Harvard Interfaculty Initiative in Health Policy program coordinator Suzanne Scudder (left) speaks with Nisha Deolalikar ’13 at Advising Fortnight.

Jon Chase/Harvard Staff Photographer

Campus & Community

A la carte for freshmen

4 min read

Advising Fortnight program helps students decide their academic concentrations

The academic options can seem endless at Harvard, where each course can appear more exciting and challenging than the last. For a student, choosing a concentration, as majors are called at the College, is an exhilarating but potentially overwhelming process. Fortunately, each spring the Advising Fortnight makes all the departments and academic choices at Harvard accessible to freshmen during a two-week series of advising events.

In Advising Fortnight, which started this year on April 5 and runs through April 18, Harvard’s 45 concentrations host information sessions, panels, and open houses where students learn about departments and committees.

“The primary goal of advising, in my opinion, is to help an advisee explore, contemplate, and ultimately decide on what they are really passionate about,” said Robert Lue, professor of the practice of molecular and cellular biology and director of life sciences education. “The best advising is not simply about the immediate next step, it is also about the pathway and the doors that may open or close along the way.”

Harvard College’s Advising Programs Office (APO) coordinates the logistics of all the events. Student input is essential to the Fortnight’s success, and the APO works with numerous undergrads to shape the format and programming and ensure that things run smoothly. Each concentration plans its own events to help students understand what a discipline studies and its methodologies.

Advising Fortnight kicked off with a buffet extravaganza on April 5 in Annenberg Hall. All of the concentrations were lined up in long rows on one side of the dining hall tables, and students could drop by to speak with advisers.

In addition to the concentration-specific events, the Fortnight also includes panel discussions with advisers from several departments covering broader fields such as the life sciences or the social sciences, so that students can compare different concentrations.

“I was looking at psychology or social studies, and I knew that I wanted to do something in that realm. The panels are invaluable, so students can understand the decisions that they are making, take ownership of their decisions, and enjoy the academic experience,” said Kristina Dominguez ’10, a sociology concentrator who worked with the APO to plan this year’s Fortnight. “College is about a lot of things, but you have to enjoy your academics because it’s a huge part of the experience.”

During the Fortnight, each first-year student must complete a required advising conversation. To do so, students participate in one of the concentration’s events or go to the concentration’s office hours to have a one-on-one conversation with an adviser. Advisers help students to narrow options and identify an area of study that sparks interest.

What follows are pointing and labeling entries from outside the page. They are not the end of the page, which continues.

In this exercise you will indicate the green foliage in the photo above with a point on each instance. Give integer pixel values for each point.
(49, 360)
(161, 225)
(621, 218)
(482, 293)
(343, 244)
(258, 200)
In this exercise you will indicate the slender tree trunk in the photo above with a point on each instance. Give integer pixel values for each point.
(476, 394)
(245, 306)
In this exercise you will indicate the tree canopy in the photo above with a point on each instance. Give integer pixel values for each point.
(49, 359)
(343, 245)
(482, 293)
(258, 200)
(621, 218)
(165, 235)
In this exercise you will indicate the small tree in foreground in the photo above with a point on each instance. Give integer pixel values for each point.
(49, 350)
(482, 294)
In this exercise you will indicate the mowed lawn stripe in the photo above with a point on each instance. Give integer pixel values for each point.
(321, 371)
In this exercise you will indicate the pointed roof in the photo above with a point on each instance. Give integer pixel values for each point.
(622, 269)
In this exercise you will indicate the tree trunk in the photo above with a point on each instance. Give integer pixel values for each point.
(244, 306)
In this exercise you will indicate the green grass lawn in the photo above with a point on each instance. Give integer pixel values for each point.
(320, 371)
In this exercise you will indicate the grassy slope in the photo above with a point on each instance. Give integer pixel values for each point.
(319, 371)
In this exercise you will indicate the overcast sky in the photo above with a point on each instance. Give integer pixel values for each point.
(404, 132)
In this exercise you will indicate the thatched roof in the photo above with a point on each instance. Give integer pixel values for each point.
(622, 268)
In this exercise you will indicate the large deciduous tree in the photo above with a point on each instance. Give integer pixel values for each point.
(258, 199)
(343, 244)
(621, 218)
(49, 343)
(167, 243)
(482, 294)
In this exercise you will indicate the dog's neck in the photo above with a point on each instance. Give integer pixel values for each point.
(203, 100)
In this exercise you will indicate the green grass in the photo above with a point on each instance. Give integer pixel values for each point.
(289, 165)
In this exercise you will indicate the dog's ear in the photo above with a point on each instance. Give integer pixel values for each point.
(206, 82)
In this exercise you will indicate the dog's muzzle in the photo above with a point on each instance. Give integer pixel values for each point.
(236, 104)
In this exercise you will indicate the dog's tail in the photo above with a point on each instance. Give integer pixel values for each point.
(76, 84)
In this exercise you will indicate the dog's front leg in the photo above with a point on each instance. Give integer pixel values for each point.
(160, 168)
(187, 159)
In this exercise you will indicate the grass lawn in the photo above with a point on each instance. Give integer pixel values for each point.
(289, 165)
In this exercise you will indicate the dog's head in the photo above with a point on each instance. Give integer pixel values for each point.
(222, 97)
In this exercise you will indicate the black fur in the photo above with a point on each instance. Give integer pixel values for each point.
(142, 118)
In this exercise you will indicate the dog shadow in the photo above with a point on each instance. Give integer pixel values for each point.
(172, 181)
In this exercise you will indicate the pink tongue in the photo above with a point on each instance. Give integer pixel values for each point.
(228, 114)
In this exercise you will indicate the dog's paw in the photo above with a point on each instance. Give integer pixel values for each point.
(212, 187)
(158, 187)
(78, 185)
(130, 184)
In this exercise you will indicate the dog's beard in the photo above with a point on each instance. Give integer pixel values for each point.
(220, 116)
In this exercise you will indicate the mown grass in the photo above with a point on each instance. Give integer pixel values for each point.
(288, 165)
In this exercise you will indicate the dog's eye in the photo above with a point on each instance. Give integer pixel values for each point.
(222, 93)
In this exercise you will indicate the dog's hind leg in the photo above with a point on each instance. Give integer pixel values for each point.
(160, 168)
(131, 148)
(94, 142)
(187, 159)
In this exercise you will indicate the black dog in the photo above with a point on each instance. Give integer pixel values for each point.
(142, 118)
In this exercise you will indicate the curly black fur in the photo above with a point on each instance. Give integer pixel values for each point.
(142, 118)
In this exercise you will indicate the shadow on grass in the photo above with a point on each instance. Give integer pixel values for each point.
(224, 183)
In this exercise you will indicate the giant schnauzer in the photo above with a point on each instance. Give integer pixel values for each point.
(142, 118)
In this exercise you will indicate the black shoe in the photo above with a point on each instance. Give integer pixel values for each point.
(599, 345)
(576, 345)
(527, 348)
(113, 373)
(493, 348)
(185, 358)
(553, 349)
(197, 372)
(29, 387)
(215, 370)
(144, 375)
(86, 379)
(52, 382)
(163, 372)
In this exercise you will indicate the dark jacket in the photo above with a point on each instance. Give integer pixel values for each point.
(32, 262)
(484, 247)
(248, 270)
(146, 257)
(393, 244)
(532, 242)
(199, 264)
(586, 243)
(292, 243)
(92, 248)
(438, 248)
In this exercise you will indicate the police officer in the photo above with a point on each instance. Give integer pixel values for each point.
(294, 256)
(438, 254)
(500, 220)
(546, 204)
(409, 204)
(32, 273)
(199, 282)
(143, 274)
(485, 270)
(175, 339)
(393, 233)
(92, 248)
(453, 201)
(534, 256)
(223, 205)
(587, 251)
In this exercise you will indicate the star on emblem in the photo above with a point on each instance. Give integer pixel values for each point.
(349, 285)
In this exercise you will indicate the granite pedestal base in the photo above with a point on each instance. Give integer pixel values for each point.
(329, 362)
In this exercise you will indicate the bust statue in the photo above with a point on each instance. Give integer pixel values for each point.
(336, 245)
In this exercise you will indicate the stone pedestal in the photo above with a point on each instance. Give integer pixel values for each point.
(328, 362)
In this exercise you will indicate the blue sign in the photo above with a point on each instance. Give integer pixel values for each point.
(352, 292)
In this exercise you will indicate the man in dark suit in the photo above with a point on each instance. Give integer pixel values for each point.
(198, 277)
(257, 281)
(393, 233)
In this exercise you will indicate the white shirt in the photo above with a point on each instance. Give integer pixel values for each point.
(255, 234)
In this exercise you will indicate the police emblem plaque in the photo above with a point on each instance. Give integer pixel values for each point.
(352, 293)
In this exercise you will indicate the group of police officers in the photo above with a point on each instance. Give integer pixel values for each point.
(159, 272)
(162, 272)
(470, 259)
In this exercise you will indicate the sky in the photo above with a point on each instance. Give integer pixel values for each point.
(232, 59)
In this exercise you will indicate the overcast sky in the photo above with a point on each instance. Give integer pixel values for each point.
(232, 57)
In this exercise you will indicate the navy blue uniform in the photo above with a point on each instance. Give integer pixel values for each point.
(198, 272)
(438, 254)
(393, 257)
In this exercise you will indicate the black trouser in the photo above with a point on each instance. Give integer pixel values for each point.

“We’d like students to come away with some idea of the structure of the program, but also with an idea of what we might call the culture of the English concentration, and how they might fit in,” said Daniel Donoghue, John P. Marquand Professor of English. “Our three sessions offer different perspectives — from alums, from current concentrators, from the English Undergraduate Office — with the hope that students can find the information they need to make their decisions.”

Advising Fortnight began five years ago, when the FAS faculty voted that concentration choice should take place during the first semester of the sophomore year, rather than the end of the freshman year. An amendment to that vote required students to have a “conversation” about choosing their concentration in the spring of freshman year. Because the Fortnight occurs at the end of the first year, and students choose their concentration the following fall, they still have time to plan and explore their options before making a final decision.

First-year students vary widely in their certainty regarding their future concentration. Even students who think they know what they will concentrate in often reconsider their decisions.

“Even though many students think they are going to do pre-med, it often changes after the first and second semester,” said Inge-Lise Ameer, assistant dean of Harvard College and interim director of the Advising Programs Office. “Even if they have decided on their concentration, there is a lot of decision making that goes on.”

Freshman students who are certain of their future concentration will still find the Fortnight helpful, participants said.

“I’ve been interested in psychology since the fourth grade, so today I’m interested in learning about lab work, thesis writing, and letters of recommendation,” said Esther Wu ’13 at the kickoff event. “I’ve also gotten advice on taking courses in other departments, which has opened my eyes to other possibilities.”